All-Fiber Volatile Organics-Perceptive Actuators

Abstract

Soft robots with real-time volatile organic compound (VOC) perceptivity are promising for dynamic hazard detection. However, reconciling VOC-responsive actuation with an autonomous perception remains challenging. Inspired by Victoria amazonica, which blooms and closes with synchronous color change under environmental stimulations, we developed a solvatophore-induced solvatochromic-piezoelectric material by synthesizing a solvatochromic molecule-modified palygorskite-enhanced polyvinylidene difluoride and realized a VOC-responsive all-fiber actuator with solvatochromic and piezoelectric properties for cooperative visual and electrical perception of volatile organics. Under VOCs, the actuator exhibits bidirectional bending, obvious and stable color change, and characteristic piezoelectric output, allowing the identification of the type and concentration of the VOC. The solvatochromic-piezoelectric actuator demonstrates a large bending curvature of 4.63 cm^–1, an ultrafast response speed of up to 4.36 cm^–1 s^–1, and excellent stability of 1500 actuation cycles without fatigue, with synchronous VOC-induced piezoelectric output reflecting actuation conditions.

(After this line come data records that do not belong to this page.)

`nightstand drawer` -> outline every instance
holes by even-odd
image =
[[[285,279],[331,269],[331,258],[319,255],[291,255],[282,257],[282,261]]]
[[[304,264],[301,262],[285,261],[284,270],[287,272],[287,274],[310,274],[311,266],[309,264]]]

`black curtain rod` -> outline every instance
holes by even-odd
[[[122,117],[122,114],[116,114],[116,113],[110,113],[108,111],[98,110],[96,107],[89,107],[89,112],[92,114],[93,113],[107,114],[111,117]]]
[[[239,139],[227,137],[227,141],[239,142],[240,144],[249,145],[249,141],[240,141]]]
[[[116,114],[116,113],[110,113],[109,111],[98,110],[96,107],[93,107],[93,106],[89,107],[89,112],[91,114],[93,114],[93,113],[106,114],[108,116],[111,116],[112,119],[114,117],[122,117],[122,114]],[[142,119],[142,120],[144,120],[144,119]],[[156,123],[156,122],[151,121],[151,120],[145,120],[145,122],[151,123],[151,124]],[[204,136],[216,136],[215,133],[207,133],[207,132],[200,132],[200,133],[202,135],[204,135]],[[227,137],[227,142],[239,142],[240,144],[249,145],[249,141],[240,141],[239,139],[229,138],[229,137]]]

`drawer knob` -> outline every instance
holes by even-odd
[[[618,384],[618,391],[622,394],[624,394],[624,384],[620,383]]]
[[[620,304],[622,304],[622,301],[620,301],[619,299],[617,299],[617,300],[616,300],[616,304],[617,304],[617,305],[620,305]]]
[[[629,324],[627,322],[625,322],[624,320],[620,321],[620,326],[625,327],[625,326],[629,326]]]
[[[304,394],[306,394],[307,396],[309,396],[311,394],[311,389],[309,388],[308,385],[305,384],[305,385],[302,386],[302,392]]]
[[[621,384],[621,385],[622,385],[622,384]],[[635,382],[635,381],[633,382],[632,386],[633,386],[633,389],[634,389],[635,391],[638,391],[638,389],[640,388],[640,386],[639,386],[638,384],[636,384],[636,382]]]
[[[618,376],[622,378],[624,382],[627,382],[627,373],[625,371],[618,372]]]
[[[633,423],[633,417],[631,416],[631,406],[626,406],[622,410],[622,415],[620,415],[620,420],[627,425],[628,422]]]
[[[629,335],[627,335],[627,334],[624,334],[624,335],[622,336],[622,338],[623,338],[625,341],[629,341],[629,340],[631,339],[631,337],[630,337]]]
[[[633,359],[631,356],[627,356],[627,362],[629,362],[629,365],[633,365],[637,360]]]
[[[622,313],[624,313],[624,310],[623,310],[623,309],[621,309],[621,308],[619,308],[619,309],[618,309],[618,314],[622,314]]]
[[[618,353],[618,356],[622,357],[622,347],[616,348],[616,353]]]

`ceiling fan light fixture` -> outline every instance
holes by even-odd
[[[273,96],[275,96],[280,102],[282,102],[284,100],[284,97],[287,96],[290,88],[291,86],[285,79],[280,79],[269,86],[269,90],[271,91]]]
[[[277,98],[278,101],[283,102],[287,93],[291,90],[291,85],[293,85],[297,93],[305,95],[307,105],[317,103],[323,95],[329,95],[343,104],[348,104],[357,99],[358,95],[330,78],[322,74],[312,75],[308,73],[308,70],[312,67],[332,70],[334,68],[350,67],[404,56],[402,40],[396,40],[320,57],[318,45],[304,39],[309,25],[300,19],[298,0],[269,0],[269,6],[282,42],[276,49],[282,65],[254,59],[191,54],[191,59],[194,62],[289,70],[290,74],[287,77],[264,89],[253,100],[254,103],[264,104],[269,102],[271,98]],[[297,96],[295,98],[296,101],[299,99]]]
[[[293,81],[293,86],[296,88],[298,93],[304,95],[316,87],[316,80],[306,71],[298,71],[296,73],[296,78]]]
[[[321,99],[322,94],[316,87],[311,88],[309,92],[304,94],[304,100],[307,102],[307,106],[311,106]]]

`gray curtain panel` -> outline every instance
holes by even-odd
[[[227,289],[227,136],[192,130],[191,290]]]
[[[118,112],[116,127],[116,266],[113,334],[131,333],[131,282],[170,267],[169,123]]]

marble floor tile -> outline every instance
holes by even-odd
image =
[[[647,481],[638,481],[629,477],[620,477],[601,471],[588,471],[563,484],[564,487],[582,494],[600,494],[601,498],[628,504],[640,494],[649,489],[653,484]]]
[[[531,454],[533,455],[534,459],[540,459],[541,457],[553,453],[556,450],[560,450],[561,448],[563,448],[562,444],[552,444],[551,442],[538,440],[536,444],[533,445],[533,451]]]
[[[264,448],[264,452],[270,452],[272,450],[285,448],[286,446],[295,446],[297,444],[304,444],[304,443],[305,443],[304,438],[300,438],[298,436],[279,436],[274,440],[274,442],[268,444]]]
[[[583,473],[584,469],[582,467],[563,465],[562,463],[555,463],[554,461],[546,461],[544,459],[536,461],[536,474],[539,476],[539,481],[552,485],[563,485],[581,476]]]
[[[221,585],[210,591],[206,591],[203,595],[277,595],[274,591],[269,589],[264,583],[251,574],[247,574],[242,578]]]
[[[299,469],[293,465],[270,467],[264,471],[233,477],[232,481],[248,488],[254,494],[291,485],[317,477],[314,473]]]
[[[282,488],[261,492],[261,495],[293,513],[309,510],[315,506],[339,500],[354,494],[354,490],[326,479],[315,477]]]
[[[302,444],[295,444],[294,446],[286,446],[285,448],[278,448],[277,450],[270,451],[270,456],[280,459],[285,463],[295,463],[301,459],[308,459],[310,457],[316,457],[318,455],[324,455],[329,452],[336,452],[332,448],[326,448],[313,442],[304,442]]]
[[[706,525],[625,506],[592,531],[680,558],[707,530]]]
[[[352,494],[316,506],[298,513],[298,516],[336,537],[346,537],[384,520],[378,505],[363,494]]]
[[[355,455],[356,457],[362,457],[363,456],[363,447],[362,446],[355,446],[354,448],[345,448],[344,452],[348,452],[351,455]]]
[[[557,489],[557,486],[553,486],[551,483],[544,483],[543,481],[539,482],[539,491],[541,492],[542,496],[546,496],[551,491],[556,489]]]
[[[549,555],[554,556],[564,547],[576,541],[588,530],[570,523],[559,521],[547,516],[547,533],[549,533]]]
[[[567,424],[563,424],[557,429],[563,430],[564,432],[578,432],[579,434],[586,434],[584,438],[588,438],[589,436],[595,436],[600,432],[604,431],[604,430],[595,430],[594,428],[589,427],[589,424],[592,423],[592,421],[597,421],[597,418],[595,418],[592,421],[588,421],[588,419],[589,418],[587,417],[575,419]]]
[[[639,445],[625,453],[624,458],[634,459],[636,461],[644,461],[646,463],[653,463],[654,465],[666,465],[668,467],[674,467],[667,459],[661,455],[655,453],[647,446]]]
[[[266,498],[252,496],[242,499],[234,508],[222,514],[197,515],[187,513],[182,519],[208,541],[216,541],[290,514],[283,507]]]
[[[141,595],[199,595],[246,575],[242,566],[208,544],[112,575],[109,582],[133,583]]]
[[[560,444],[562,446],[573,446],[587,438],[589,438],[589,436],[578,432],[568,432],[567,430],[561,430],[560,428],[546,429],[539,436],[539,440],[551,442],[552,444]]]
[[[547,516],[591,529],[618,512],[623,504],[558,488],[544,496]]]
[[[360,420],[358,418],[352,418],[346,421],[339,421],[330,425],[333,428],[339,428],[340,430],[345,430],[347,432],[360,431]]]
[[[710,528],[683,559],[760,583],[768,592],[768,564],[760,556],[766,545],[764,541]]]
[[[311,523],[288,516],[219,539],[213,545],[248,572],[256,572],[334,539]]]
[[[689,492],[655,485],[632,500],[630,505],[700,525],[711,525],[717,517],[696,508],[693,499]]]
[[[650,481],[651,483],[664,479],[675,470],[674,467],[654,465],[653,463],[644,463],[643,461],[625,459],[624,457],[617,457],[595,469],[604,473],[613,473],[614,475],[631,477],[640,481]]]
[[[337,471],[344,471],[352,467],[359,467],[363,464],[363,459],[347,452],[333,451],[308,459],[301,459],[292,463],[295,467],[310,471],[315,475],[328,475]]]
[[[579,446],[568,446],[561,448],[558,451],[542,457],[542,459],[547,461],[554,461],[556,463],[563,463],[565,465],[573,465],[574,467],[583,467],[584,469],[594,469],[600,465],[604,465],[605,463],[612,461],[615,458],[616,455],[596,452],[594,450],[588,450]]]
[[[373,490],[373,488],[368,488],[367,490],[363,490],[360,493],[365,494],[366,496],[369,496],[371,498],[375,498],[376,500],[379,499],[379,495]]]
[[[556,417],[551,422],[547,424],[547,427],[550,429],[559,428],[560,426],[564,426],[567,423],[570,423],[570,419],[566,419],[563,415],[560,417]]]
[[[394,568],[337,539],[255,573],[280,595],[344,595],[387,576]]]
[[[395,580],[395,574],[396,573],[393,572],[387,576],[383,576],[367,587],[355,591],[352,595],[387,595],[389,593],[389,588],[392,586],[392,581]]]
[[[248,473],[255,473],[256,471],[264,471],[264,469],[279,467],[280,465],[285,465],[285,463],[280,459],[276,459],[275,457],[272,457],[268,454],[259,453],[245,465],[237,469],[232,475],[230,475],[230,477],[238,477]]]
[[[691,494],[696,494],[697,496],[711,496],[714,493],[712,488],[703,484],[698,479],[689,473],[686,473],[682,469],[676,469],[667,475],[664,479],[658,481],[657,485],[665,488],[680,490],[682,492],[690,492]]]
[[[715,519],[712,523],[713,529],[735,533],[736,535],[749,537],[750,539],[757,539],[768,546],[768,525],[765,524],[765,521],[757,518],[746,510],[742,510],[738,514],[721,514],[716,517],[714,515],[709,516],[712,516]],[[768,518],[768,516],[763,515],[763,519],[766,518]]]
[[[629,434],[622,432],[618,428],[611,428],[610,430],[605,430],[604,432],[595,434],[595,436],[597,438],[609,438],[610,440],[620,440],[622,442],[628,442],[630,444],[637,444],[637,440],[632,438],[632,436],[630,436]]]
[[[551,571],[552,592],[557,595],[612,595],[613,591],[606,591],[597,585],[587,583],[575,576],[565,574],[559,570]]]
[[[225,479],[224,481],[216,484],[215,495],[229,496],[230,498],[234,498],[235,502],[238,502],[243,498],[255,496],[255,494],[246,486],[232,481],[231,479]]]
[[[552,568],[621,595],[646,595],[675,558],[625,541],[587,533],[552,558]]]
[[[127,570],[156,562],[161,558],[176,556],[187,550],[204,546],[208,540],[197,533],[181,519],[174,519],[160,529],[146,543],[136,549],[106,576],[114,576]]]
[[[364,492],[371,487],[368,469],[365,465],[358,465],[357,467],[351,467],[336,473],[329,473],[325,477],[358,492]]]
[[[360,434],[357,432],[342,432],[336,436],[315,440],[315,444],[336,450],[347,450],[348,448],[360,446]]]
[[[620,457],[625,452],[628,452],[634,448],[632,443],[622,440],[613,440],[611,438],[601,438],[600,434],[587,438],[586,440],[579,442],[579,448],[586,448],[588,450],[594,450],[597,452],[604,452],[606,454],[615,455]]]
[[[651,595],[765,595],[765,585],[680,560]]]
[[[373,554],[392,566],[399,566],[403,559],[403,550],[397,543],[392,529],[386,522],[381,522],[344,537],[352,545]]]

VOC-responsive solvatochromic and piezoelectric sensing, manipulation, and robots were demonstrated as applications. The VOC-triggered soft robot demonstrates stable motion with synchronous piezoelectric output, capable of autonomously perceiving and responding to environmental VOC. This work presents a widely applicable interactive visual-electronic VOC detection strategy for safety, health, and environmental protection, which could also inspire the exploitation of high-performance responsive fiber materials.